P4DA NumPy Basics 2

Universal Functions: Fast Element-wise Array Functions

ufunc is a function that performs elementwise operations on data in ndarrays. Many ufuncs are simple elementswise transformations, like sqrt or exp:

arr = np.arange(10)

np.sqrt(arr)  
#Output: 
#array([ 0.        ,  1.        ,  1.41421356,  1.73205081,  2.        ,
#        2.23606798,  2.44948974,  2.64575131,  2.82842712,  3.        ])

np.exp(arr)  
#Output:
#array([  1.00000000e+00,   2.71828183e+00,   7.38905610e+00,
#         2.00855369e+01,   5.45981500e+01,   1.48413159e+02,
#         4.03428793e+02,   1.09663316e+03,   2.98095799e+03,
#         8.10308393e+03])

These are referred to unary ufuncs. Others, such as add or maxium, take 2 arrays and return a single array as the result:

x = randn(8)  
y = randn(8)

np.maximum(x, y)  
#Output:
#array([ 0.59209796,  0.47299782,  0.25238924, -0.1111911 ,  0.67203337,
#        0.31578221, -0.4526654 ,  0.45740994])

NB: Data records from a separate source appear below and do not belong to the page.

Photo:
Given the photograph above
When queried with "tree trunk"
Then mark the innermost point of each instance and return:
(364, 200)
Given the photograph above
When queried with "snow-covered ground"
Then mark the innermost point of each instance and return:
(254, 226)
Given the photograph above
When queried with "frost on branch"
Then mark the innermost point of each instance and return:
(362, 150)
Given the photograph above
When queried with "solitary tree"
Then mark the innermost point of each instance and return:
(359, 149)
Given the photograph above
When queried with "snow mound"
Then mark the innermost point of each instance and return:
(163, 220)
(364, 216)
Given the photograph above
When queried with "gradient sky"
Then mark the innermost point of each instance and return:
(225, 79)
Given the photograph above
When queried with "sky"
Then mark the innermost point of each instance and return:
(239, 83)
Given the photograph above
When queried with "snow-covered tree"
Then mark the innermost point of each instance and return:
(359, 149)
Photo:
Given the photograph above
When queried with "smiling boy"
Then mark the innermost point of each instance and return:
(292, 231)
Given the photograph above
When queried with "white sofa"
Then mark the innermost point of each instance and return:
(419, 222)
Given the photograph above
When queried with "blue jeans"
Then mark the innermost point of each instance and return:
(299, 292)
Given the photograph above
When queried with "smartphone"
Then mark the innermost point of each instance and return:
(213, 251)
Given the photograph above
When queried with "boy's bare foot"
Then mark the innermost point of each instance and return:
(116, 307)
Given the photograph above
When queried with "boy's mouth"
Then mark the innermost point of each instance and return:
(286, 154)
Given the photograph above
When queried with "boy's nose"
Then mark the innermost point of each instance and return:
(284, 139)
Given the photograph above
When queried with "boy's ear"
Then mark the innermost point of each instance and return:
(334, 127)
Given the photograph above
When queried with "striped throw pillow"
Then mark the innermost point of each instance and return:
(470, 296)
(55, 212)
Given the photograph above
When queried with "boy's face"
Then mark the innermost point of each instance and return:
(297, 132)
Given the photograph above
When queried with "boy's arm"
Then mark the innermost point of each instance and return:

While not common, a ufunc can return multiple arrays. modf is one example, a vectorized version of the build-in Python divmod: it returns the fractional and integral parts of a floating point array:

arr = randn(7)*5

np.modf(arr)  
#Output:
#(array([-0.71885654, -0.29785083, 0.93198306, -0.79554338, -0.36055619, 0.65198947, #-0.758033  ]), 
#         array([-0., -0.,  1., -5., -8.,  3., -2.]))

More about ufuncs.

Data Processing Using Arrays

As a simple example, suppose we wished to evaluate the function sqrt(x^2 + y ^2) across a regular grid of values. The np.meshgrid function takes two 1D arrays and produces two 2D matrices corresponding to all pairs of (x, y) in the two arrays:

points = np.arange(-5, 5, 0.01) # 1000 equally spaced points  
xs, ys = np.meshgrid(points, points)

#Output:
#array([[-5.  , -5.  , -5.  , ..., -5.  , -5.  , -5.  ],
#       [-4.99, -4.99, -4.99, ..., -4.99, -4.99, -4.99],
#       [-4.98, -4.98, -4.98, ..., -4.98, -4.98, -4.98],
#       ..., 
#       [ 4.97,  4.97,  4.97, ...,  4.97,  4.97,  4.97],
#       [ 4.98,  4.98,  4.98, ...,  4.98,  4.98,  4.98],
#       [ 4.99,  4.99,  4.99, ...,  4.99,  4.99,  4.99]])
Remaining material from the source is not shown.